# west coast choppers 54 chevy rc



## 510sixone (May 24, 2003)

i just bought a rc 54 chevy. its the one jesse james ownes "fuckinitupagain". its chooped with gansta white walls and it has swiches. the car is bad. when you lower the back it scrapes and sparks comes out (the rc one). well at least they are supposed to. i was wondering if anyone else had one because mine doest spark. i was wondering if i hade to do something to make it spark. if anyone has one please reply.
heres a pic of it. its a kinda shity pic tho maybe tomoro i will get a beter one


----------



## babybikeboi2 (Apr 22, 2003)

sounds cool but, those bastards took scratchbuilders idea . kinda pisses me off ass well cuz i got a radioshack 58 with strikers in the back, now that any shmuck can just go buy one it kinda looses it originality.


----------



## 510sixone (May 24, 2003)

> _Originally posted by babybikeboi2_@Oct 19 2004, 10:00 PM
> *sounds cool but, those bastards took scratchbuilders idea . kinda pisses me off ass well cuz i got a radioshack 58 with strikers in the back, now that any shmuck can just go buy one it kinda looses it originality.
> [snapback]2313709[/snapback]​*


i didnt even know it scraped till i got home and was playing with it. i just bought it cus its a 54 chevy chopped, shaved, frenched and its hella big. the sparks are just a plus, well if i ever get to see them


----------



## Lownslow302 (Nov 22, 2002)

oes it have front to back or just back


----------



## 510sixone (May 24, 2003)

> _Originally posted by Lownslow302_@Oct 19 2004, 10:20 PM
> *oes it have front to back or just back
> [snapback]2313770[/snapback]​*


front, back, side to side


----------



## juicedskateboardman (Jul 29, 2003)

So it cant 3-wheel?

can it hop? maybe i'll pick one up and jack up the voltage and weigh down the back or something.

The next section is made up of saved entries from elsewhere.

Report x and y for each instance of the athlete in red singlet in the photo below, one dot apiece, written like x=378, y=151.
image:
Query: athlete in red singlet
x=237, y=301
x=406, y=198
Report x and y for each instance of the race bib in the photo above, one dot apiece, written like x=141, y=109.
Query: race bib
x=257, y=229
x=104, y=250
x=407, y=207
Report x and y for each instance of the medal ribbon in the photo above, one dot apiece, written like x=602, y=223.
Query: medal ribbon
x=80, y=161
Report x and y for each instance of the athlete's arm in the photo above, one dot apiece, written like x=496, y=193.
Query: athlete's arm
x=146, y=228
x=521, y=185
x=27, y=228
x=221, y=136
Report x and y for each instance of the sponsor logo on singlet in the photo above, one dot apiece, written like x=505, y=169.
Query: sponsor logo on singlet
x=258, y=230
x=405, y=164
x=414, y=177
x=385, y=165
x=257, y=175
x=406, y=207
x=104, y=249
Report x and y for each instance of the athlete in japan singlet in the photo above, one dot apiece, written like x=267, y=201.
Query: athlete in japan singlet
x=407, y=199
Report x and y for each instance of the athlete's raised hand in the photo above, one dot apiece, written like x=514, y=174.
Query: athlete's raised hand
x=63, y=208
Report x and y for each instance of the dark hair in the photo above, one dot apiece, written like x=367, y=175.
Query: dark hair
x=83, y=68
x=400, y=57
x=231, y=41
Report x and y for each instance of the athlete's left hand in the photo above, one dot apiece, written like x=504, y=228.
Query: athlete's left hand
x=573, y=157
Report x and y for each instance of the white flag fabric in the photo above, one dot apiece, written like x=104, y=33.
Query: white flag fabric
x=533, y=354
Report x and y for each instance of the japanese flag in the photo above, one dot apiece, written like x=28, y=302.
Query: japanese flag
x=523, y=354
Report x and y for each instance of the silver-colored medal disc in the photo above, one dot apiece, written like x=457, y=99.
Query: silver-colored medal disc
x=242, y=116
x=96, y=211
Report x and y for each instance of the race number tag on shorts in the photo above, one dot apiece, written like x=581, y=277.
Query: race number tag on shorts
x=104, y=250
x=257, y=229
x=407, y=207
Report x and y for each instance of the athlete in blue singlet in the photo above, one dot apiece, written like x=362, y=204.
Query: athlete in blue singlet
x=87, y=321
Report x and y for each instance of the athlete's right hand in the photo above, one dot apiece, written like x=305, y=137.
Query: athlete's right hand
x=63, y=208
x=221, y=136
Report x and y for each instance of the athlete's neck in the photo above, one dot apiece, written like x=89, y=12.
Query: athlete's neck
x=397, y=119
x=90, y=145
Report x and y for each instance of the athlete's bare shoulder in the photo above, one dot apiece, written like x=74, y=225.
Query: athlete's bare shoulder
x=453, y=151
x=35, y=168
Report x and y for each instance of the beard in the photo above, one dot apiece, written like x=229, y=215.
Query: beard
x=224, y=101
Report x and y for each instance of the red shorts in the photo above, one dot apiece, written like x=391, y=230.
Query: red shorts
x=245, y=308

where can i get it? any links? price?


----------



## 510sixone (May 24, 2003)

> _Originally posted by juicedskateboardman_@Oct 19 2004, 10:36 PM
> *So it cant 3-wheel?
> 
> can it hop? maybe i'll pick one up and jack up the voltage and weigh down the back or something.
> ...


picked it up at wall mart for 100. no it cant hop cus the swiches are supposed to be air bags to resemble the real jesse james car. if you pop the trunk you can see whats supposed to be compresor and a air tank. oh and its a big ass car too. i say its a good 2ft long


----------



## jevries (Dec 3, 2002)

Sounds like a cool car! And the size is really interesting to work something out.


----------



## BigPoppa (Jun 2, 2003)

1:6, 2 feet long. Dunno for 100 bucks, grille looks a little cheesy but with some new paint, it would be cool

54


----------



## omaharidah (Jan 16, 2003)

can someone post pics of this thing posed? i wana see how adjustable it is before i go out and buy one


----------



## Hassad2 (7 mo ago)

510sixone said:


> i just bought a rc 54 chevy. its the one jesse james ownes "fuckinitupagain". its chooped with gansta white walls and it has swiches. the car is bad. when you lower the back it scrapes and sparks comes out (the rc one). well at least they are supposed to. i was wondering if anyone else had one because mine doest spark. i was wondering if i hade to do something to make it spark. if anyone has one please reply.
> heres a pic of it. its a kinda shity pic tho maybe tomoro i will get a beter one


----------



## Hassad2 (7 mo ago)

You have to buy a flint for the sparks to come out. Sometimes the flint needs to be replaced.


----------